A well-dressed lawyer was out hunting one afternoon when he took a shot at a bird flying overhead. The bird dropped instantly, but luck wasn’t on his side. It fell over a fence and landed squarely in a nearby farmer’s field. Without thinking twice, the lawyer climbed over the fence to retrieve it, already annoyed by the inconvenience.

That’s when an elderly farmer rolled up on his tractor and asked calmly what he thought he was doing. The lawyer explained that he had shot the bird and was simply going to collect it. The farmer shook his head and said the land was private property and the lawyer had no right to be there. The response didn’t sit well with the man in the suit.

The lawyer puffed up his chest and snapped back that he was one of the best trial lawyers in Canada. He threatened to sue the farmer and take everything he owned if he wasn’t allowed to retrieve the bird. The farmer didn’t argue. He just smiled and said that in Alberta, they settled small disputes a different way. He called it the “Three Kick Rule.”

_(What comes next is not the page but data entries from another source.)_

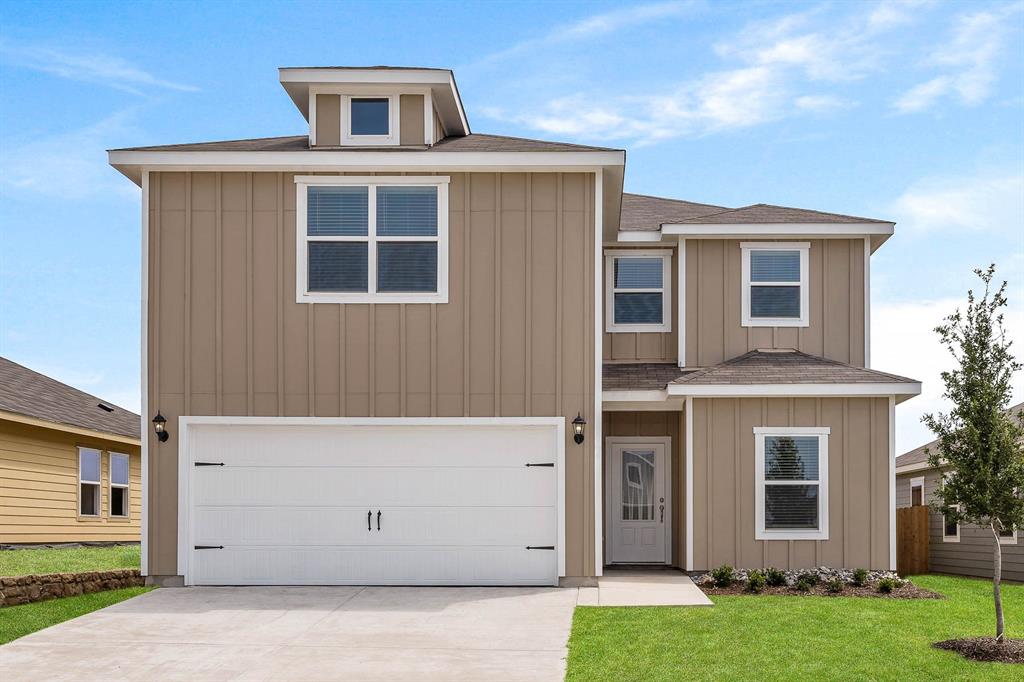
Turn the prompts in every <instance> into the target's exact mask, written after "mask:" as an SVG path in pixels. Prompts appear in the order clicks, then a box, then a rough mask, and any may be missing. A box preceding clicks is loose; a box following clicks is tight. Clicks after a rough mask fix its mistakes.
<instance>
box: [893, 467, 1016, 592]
mask: <svg viewBox="0 0 1024 682" xmlns="http://www.w3.org/2000/svg"><path fill="white" fill-rule="evenodd" d="M919 477H924V479H925V495H924V501H925V503H926V504H933V503H935V502H936V496H935V491H936V489H937V488H938V486H939V485H940V484H941V481H942V478H941V473H940V472H939V471H938V470H936V469H928V470H926V471H915V472H912V473H905V474H899V475H898V476H896V507H897V509H898V508H901V507H909V506H910V481H911V480H913V479H914V478H919ZM1022 536H1024V534H1022V532H1021V531H1020V530H1018V531H1017V544H1016V545H1009V544H1004V545H1002V578H1004V579H1005V580H1008V581H1021V582H1024V537H1022ZM994 543H995V540H994V539H993V538H992V531H991V530H990V529H989V528H982V527H979V526H977V525H972V524H970V523H962V524H961V528H959V542H955V543H947V542H944V541H943V539H942V514H939V513H937V512H935V511H929V514H928V568H929V570H930V571H932V572H936V573H950V574H954V576H975V577H977V578H991V577H992V557H993V551H994V549H995V547H994Z"/></svg>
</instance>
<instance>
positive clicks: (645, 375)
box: [601, 363, 692, 391]
mask: <svg viewBox="0 0 1024 682" xmlns="http://www.w3.org/2000/svg"><path fill="white" fill-rule="evenodd" d="M687 372H692V370H681V369H680V368H679V367H678V366H677V365H676V364H675V363H629V364H618V363H607V364H605V365H604V369H603V370H602V373H601V375H602V376H601V386H602V387H603V389H604V390H606V391H651V390H662V389H664V388H665V387H666V386H667V385H668V384H669V382H671V381H674V380H675V379H678V378H679V377H681V376H683V375H685V374H686V373H687Z"/></svg>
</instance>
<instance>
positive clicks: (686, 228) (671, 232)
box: [662, 222, 895, 239]
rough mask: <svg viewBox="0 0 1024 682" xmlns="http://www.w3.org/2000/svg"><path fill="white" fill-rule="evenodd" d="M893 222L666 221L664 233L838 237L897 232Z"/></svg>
mask: <svg viewBox="0 0 1024 682" xmlns="http://www.w3.org/2000/svg"><path fill="white" fill-rule="evenodd" d="M894 227H895V223H891V222H765V223H735V224H733V223H722V224H711V223H683V224H670V223H666V224H664V225H662V233H664V235H683V236H684V237H686V238H687V239H690V238H692V239H715V238H722V237H750V238H753V239H758V238H764V237H778V238H787V237H811V238H817V239H829V238H836V237H850V236H864V235H886V236H890V235H892V233H893V230H894Z"/></svg>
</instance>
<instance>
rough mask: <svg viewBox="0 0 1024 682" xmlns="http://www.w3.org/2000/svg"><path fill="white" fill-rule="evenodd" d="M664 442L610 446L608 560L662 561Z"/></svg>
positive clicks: (663, 556) (665, 515)
mask: <svg viewBox="0 0 1024 682" xmlns="http://www.w3.org/2000/svg"><path fill="white" fill-rule="evenodd" d="M665 450H666V449H665V444H664V443H644V442H638V443H627V442H623V443H614V444H613V445H611V462H610V464H611V467H610V468H611V476H610V481H609V482H610V485H611V489H610V491H609V493H610V495H609V496H608V499H609V501H610V504H611V513H610V521H611V527H610V530H611V534H610V536H611V537H610V541H611V542H610V545H611V561H612V563H665V561H666V535H667V534H666V530H665V529H666V514H668V513H670V510H669V509H667V506H668V503H667V500H666V489H665V483H666V464H667V463H666V452H665Z"/></svg>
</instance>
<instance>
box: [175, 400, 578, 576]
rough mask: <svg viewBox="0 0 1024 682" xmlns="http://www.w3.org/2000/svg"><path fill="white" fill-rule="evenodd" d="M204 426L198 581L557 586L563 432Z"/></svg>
mask: <svg viewBox="0 0 1024 682" xmlns="http://www.w3.org/2000/svg"><path fill="white" fill-rule="evenodd" d="M499 421H501V420H499ZM190 429H191V430H189V431H188V434H189V436H188V458H187V459H186V460H184V462H183V465H184V467H186V469H185V472H186V475H185V476H184V477H183V480H186V481H187V485H188V504H187V509H188V523H187V526H183V527H187V528H188V529H187V538H188V542H187V545H186V546H185V547H184V548H183V551H184V552H186V553H187V556H188V559H187V561H188V569H187V573H188V574H187V577H186V580H187V583H188V584H195V585H552V584H557V581H558V563H559V559H558V556H559V552H558V551H557V549H555V548H556V546H557V544H558V535H559V530H558V528H559V508H558V497H559V496H558V488H557V484H558V469H557V460H558V457H559V449H560V443H559V441H558V439H557V438H556V434H557V433H558V431H557V428H556V427H555V426H553V425H551V424H548V425H544V426H525V425H523V424H521V423H516V424H501V425H496V424H487V425H480V424H474V425H457V426H453V425H451V424H449V425H437V426H434V425H430V424H420V425H417V426H395V425H391V424H387V425H381V424H379V423H375V424H373V425H369V426H365V425H356V426H350V425H336V424H335V425H331V424H316V423H313V424H309V423H303V424H289V425H286V424H273V425H252V424H248V425H226V426H225V425H219V424H218V425H197V426H194V427H190ZM193 463H206V464H215V465H218V466H195V465H194V464H193ZM526 464H541V465H545V466H529V467H527V466H525V465H526ZM367 511H370V512H372V514H371V518H370V528H371V529H370V530H368V529H367ZM378 511H380V512H381V528H380V530H378V529H377V512H378ZM197 546H199V547H203V549H196V547H197ZM210 547H213V548H217V547H220V548H221V549H207V548H210ZM527 547H534V548H551V549H527Z"/></svg>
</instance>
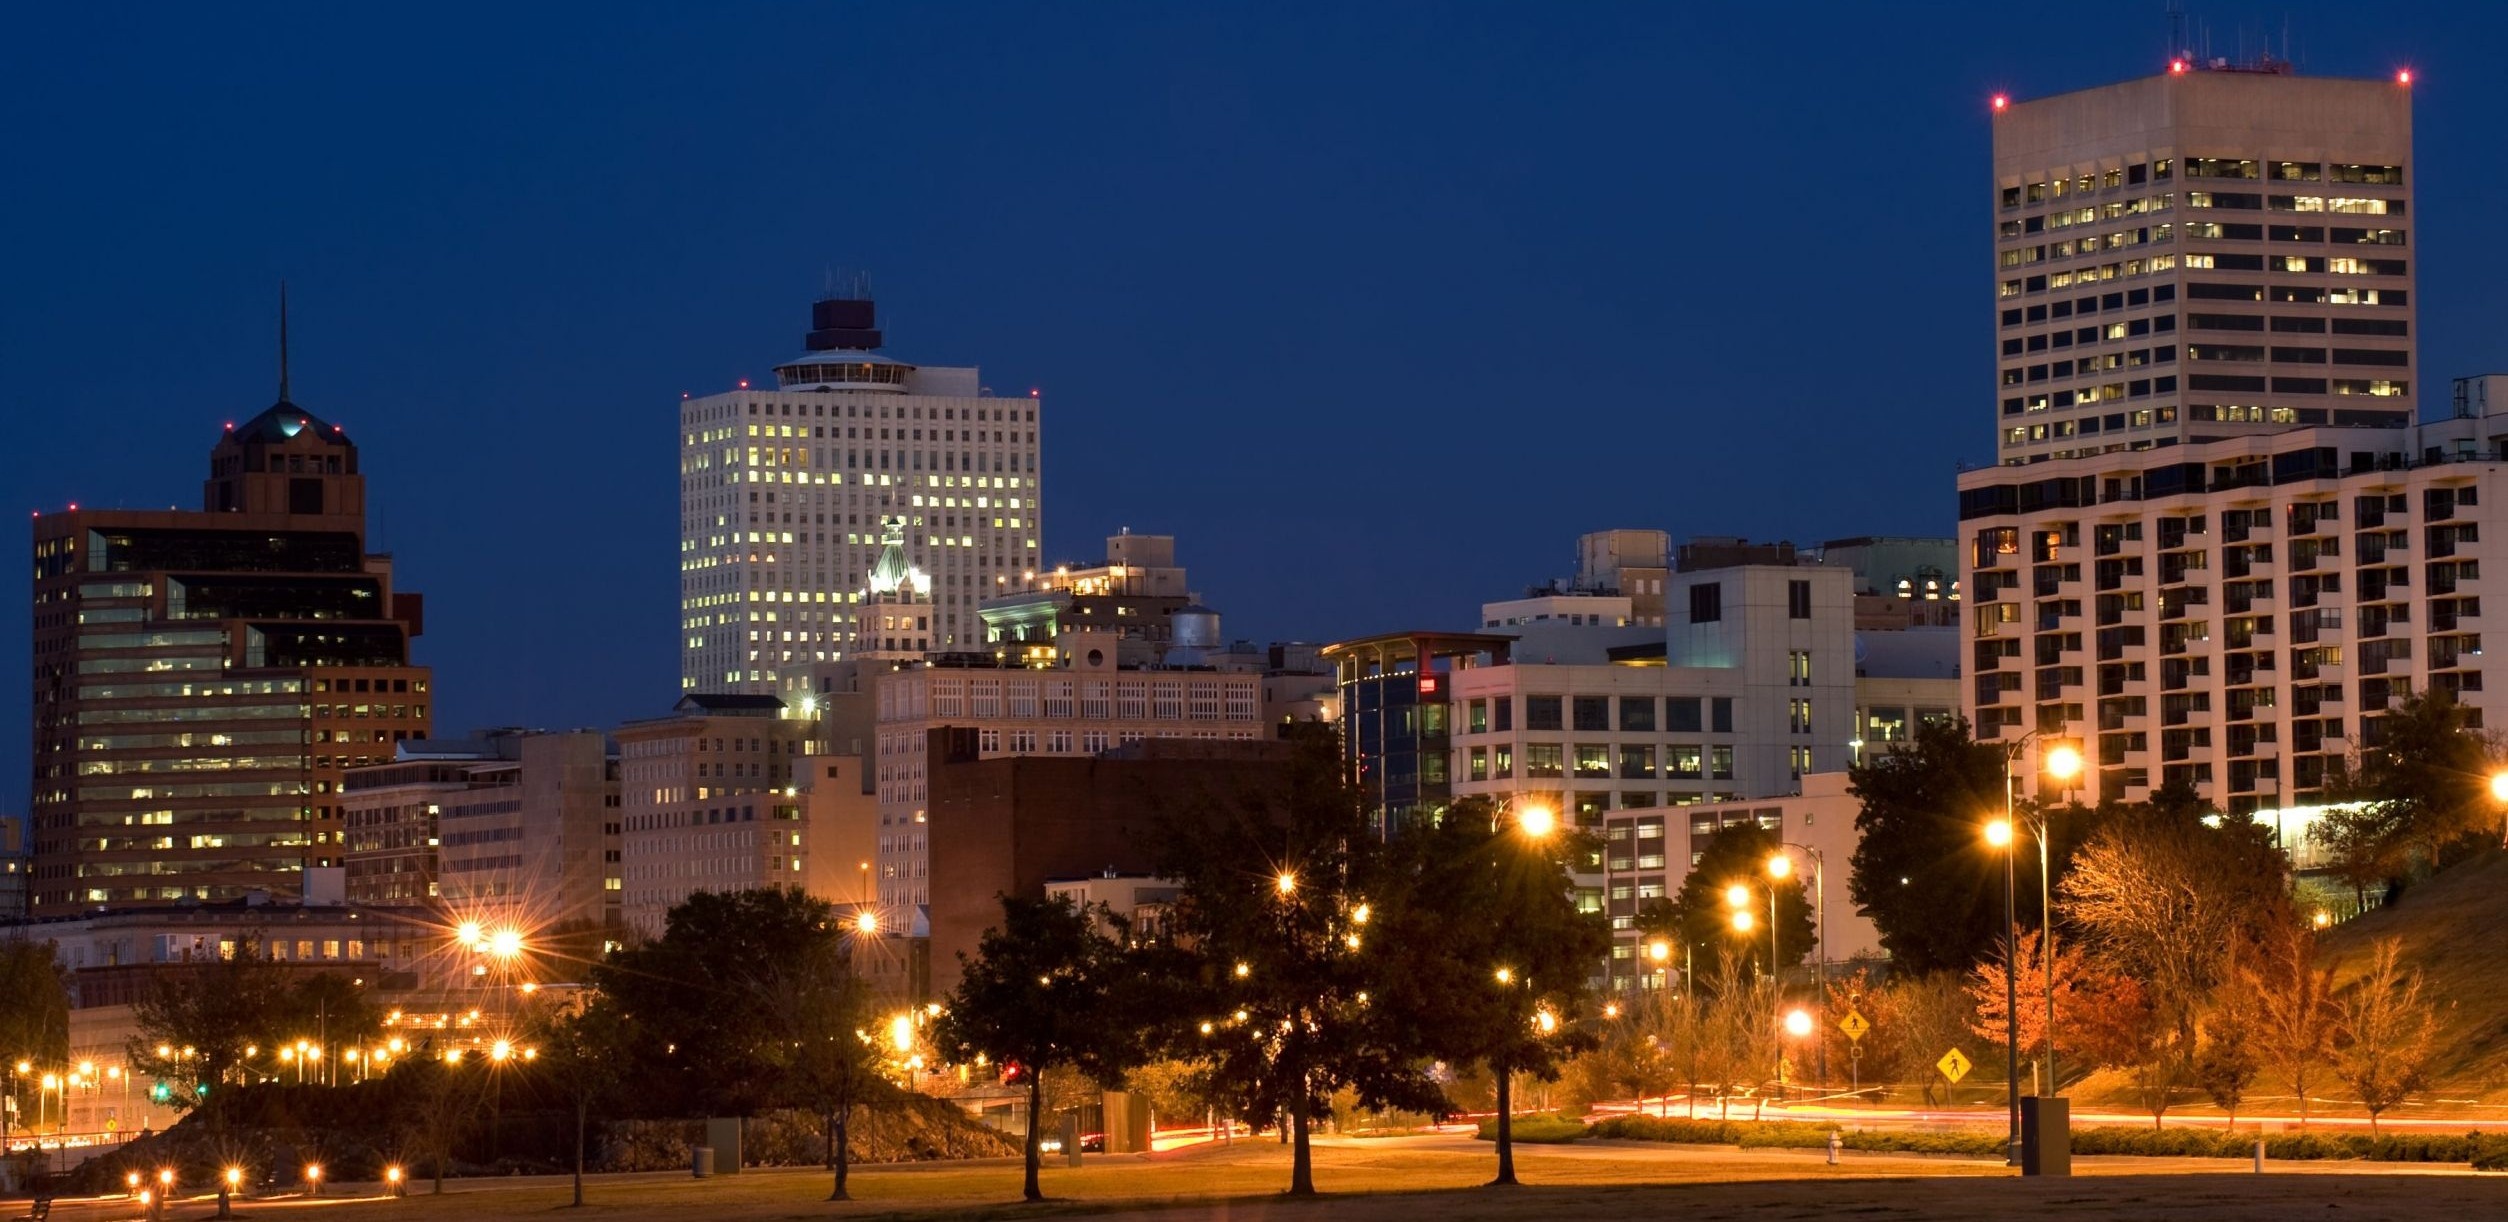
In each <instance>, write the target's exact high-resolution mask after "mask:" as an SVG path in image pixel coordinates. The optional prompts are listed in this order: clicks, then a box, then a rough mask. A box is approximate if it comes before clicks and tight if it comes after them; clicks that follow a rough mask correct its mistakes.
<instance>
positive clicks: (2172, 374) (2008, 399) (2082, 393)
mask: <svg viewBox="0 0 2508 1222" xmlns="http://www.w3.org/2000/svg"><path fill="white" fill-rule="evenodd" d="M2152 394H2177V376H2174V374H2172V376H2157V379H2132V381H2109V384H2102V386H2082V389H2069V391H2049V394H2024V396H2019V399H2004V414H2006V417H2019V414H2031V412H2062V409H2067V406H2087V404H2104V401H2117V399H2144V396H2152ZM2157 412H2159V417H2157V422H2159V424H2167V422H2172V419H2177V409H2174V406H2162V409H2157ZM2127 417H2129V427H2134V429H2142V427H2147V424H2152V422H2154V417H2152V409H2142V412H2129V414H2127ZM2122 427H2127V424H2117V429H2122ZM2092 432H2097V429H2092Z"/></svg>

Confused but curious, the lawyer asked what that meant. The farmer explained that since the disagreement happened on his land, he would kick first. He would kick the lawyer three times, then the lawyer could kick him three times, and they would keep going back and forth until one of them gave up. The lawyer looked at the old man, noticed his age and thin frame, and quickly agreed. He figured this would be over in seconds.

The farmer climbed down from his tractor slowly and walked up to the lawyer. Without warning, his first kick landed hard, straight into the lawyer’s groin. The lawyer collapsed to his knees, gasping for air. Before he could recover, the second kick connected squarely with his jaw, snapping his head back and sending him flat onto the dirt. The third kick came down like a hammer, right into the lawyer’s ribs.

The lawyer lay there curled up, wheezing and groaning, dirt smeared all over his expensive suit. After several long moments, he finally managed to look up and whisper, “Okay… okay… my turn.”

The farmer tipped his hat, smiled warmly, and said, “No need. You can have the duck.”